病医院経営の今をお伝えするコラム
コンサルタントの視点から:「感染症による院内感染を予防しよう」

1.はじめに
百日咳が猛威をふるっている。感染者数が2025年第24週(6月9日~6月15日)全国で2,970人となった。赤ちゃんだけでなく、成人にも感染するので予防対策が重要である。
歯科医院にはいろいろな感染症の患者が来院する。感染症が怖いのは、潜伏期間があり、治ってからも一定期間感染力をもつ期間が残ることである。主な感染疾患の潜伏期間、感染期間を知っておきたい。
2.潜伏期間と感染期間を知る
歯科医院で感染が心配される主な感染症の症状と潜伏期間、感染期間は次のとおりである。
① 百日咳…百日咳菌の感染による気道感染症で1歳未満の幼児は死亡リスクがある。感染経路は鼻咽頭や気道からの分泌物による飛沫感染や感染者との接触感染である。予防には混合ワクチンを接種する。潜伏期間は、通常7~10日。感染期間は、発症前1週間程度から、発症後2~3週間程度である。
② 手足口病…手のひらや足の裏、口の中などに小さな発疹を起こす。コクサッキーウイルスやエンテロウイルス感染による感染症である。発症者の約9割は5歳以下の小児である。数日で自然に解熱し後遺症はまずない。潜伏期間は3~5日。症状の改善後も2~4週間は便の中にウイルスが排出される。

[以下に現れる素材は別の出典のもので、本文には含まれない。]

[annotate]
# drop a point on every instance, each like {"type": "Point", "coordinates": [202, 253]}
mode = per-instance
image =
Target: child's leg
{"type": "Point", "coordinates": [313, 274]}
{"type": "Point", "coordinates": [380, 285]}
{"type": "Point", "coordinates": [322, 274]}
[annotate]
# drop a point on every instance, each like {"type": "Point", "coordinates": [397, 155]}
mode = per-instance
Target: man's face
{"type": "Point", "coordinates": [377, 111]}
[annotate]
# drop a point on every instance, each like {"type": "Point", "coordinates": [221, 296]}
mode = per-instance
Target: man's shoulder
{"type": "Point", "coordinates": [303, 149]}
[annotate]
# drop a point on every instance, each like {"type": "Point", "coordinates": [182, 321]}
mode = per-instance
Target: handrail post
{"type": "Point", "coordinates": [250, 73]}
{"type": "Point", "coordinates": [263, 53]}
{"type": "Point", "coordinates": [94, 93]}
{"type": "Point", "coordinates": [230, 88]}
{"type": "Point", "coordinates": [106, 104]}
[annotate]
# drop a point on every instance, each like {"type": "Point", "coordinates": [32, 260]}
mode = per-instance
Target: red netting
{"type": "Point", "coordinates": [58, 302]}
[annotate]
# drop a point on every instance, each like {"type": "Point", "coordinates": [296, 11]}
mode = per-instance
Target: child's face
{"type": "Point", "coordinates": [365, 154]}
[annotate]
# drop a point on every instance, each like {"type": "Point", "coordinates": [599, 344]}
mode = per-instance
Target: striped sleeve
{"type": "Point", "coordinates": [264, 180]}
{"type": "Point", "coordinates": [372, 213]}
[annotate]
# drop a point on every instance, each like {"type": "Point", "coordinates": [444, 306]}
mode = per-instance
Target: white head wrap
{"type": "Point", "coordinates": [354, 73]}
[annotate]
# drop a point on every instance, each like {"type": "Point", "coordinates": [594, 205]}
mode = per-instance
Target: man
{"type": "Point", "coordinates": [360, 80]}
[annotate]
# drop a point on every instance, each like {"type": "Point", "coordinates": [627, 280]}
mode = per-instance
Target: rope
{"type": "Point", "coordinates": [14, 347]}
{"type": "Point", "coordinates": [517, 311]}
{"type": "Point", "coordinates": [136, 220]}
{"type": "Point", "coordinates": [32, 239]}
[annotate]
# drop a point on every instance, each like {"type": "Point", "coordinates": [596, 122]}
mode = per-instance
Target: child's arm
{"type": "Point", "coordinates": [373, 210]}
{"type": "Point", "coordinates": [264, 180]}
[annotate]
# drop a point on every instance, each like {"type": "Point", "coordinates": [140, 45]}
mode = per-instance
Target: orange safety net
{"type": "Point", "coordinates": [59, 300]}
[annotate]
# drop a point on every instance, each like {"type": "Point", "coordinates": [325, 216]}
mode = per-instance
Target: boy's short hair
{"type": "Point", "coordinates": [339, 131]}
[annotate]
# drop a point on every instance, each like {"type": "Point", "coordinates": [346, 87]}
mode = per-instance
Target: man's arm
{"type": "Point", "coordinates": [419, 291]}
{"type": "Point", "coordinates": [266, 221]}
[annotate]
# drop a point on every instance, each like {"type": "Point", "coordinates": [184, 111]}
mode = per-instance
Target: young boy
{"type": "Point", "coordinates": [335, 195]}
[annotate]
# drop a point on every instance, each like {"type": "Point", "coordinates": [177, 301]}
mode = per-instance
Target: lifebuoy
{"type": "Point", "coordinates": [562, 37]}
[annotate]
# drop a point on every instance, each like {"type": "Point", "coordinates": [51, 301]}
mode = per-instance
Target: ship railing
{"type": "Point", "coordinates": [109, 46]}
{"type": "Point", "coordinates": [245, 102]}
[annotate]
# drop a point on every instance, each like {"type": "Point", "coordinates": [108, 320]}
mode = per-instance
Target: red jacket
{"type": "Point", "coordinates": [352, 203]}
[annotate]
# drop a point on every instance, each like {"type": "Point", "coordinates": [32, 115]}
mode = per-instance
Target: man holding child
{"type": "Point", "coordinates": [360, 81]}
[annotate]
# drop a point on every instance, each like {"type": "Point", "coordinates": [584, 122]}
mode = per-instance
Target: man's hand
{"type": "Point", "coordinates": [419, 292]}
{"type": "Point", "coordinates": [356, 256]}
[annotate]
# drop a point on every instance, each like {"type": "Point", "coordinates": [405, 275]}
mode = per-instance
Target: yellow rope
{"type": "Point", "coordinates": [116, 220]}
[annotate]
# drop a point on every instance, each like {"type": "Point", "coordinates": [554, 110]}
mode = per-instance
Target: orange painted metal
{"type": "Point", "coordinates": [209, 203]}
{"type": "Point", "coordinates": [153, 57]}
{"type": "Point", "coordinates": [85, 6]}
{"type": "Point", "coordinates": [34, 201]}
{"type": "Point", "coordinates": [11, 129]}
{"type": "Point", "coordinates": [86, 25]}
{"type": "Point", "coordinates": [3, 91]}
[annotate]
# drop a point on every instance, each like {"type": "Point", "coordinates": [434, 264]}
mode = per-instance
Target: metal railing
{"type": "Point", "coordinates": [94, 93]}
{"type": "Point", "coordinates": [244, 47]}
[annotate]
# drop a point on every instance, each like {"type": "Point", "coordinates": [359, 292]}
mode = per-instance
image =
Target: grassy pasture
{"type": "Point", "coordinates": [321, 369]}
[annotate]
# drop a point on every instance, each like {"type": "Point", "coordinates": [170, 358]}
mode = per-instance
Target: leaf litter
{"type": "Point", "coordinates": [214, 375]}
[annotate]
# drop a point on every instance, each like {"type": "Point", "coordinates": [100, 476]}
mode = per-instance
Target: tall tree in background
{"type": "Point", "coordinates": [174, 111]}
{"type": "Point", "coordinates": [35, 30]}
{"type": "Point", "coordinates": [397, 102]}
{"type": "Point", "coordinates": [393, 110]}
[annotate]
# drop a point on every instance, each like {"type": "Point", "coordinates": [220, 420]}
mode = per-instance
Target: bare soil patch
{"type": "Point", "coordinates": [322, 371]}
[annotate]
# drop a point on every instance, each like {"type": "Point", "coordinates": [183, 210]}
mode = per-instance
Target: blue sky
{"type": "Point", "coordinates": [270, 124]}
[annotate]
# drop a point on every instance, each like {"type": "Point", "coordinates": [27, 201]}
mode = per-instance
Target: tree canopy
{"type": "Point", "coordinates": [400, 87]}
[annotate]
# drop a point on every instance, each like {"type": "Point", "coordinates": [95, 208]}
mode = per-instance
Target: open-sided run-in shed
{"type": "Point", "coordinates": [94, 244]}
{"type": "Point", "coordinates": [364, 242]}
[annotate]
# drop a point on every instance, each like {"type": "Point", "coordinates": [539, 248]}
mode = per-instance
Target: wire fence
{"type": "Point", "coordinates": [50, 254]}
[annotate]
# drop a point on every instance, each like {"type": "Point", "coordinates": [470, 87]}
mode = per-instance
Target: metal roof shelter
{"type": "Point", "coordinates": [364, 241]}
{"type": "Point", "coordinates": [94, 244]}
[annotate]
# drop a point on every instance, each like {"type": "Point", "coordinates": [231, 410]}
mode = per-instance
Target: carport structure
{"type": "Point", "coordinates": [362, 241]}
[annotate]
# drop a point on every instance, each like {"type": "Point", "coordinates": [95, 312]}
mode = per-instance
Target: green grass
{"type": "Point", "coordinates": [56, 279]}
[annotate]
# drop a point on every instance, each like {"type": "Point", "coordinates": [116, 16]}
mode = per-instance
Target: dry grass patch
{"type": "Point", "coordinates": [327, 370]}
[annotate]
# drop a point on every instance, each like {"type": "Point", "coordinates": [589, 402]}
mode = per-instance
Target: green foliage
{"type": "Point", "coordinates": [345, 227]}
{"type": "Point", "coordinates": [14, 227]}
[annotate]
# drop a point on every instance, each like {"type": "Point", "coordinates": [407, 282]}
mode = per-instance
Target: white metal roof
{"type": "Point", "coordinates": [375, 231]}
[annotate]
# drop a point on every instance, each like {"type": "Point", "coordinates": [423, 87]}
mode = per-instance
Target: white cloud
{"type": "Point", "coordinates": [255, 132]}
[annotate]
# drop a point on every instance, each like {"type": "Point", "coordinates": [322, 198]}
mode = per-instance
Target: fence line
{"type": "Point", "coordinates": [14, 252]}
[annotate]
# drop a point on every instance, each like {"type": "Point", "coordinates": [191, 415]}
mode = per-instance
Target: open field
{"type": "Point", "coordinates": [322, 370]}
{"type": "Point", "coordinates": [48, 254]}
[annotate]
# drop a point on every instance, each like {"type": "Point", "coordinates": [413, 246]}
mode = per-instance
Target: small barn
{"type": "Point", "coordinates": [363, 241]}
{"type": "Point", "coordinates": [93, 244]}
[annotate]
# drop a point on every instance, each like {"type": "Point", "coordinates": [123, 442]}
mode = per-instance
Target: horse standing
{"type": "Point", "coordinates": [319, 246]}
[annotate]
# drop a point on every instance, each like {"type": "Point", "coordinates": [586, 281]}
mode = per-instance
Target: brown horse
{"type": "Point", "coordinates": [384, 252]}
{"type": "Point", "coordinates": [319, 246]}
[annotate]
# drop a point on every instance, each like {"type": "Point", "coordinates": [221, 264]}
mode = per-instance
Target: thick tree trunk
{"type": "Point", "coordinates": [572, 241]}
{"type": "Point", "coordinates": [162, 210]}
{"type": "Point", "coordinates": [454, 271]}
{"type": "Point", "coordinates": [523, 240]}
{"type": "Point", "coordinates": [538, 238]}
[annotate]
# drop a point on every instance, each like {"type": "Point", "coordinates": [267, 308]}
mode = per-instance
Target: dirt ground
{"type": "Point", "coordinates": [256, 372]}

③ インフルエンザ…インフルエンザウイルスにより引き起こされる急性ウイルス性疾患で、例年11月頃から患者が増え始め、1月頃にピークに達する傾向がある。症状は、急激な発熱や悪寒、のどの痛みなどで、38度以上の高熱が3、4日持続した後、解熱していく。感染力が強く、学級閉鎖などの対応が取られる。潜伏期間は18~72時間程度で、発症後2~5日間程度はウイルスが排泄される。
④ 新型コロナウイルス感染症…感染から1~14日の潜伏期間ののち、発熱、鼻水、喉の痛み、咳などの呼吸器症状や、嗅覚異常や味覚異常といった症状が現れる。肺炎が悪化して集中治療室での人工呼吸管理が必要になることがある。最近は普通の風邪やインフルエンザのような扱いになったが、高齢者や基礎疾患などがある人、一部の妊娠後期の人は重症化リスクが高いといわれる。潜伏期間は3日間程度(ただし変異株によって異なる)、発症後5~10日間程度はウイルスが排泄される。
⑤ ノロウイルス…ノロウイルスに感染することで嘔吐、下痢、発熱などの症状を引き起こす。“感染性胃腸炎”の1つで、食中毒を引き起こしやすい。通常は3日程度で自然に回復するが、乳幼児や高齢者は脱水状態に陥ることがある。感染力が非常に強く、潜伏期間は14~48時間程度。免疫力の低下している人は治療後も長期間ウイルス排泄が継続することがあるので要注意である。アルコールで消毒できないため、トイレのドアノブ、水洗のノブ、トイレの照明スイッチなどは次亜塩素酸ナトリウムで清拭する必要がある。
3.感染患者への対応
多くの感染症は発熱を伴うため、歯科に来院する患者は少ないと考えられるが、激しい歯痛で来院する可能性がある。
このため体調不良の患者に対する体温計測が重要である。37.5度以上ある場合は、体温と血圧、SPO2を測定し、発熱がある場合は積極的な歯科治療は避け、鎮痛薬の投与などの応急的処置にとどめて、発熱外来の受診を勧める。そして、感染期間に配慮し、解熱後3~5日経過してからの再受診をご案内することが望ましい。
4.まとめ
感染防止対策には、すべての体液、血液、分泌物、排泄物は病原体が含まれている可能性があるという考え方が重要である。
コロナ禍が去り、感染対策を軽く考えがちになっている中、改めて感染症対策を見直し、とっさの時に院内感染を防止できるようにしておきたい。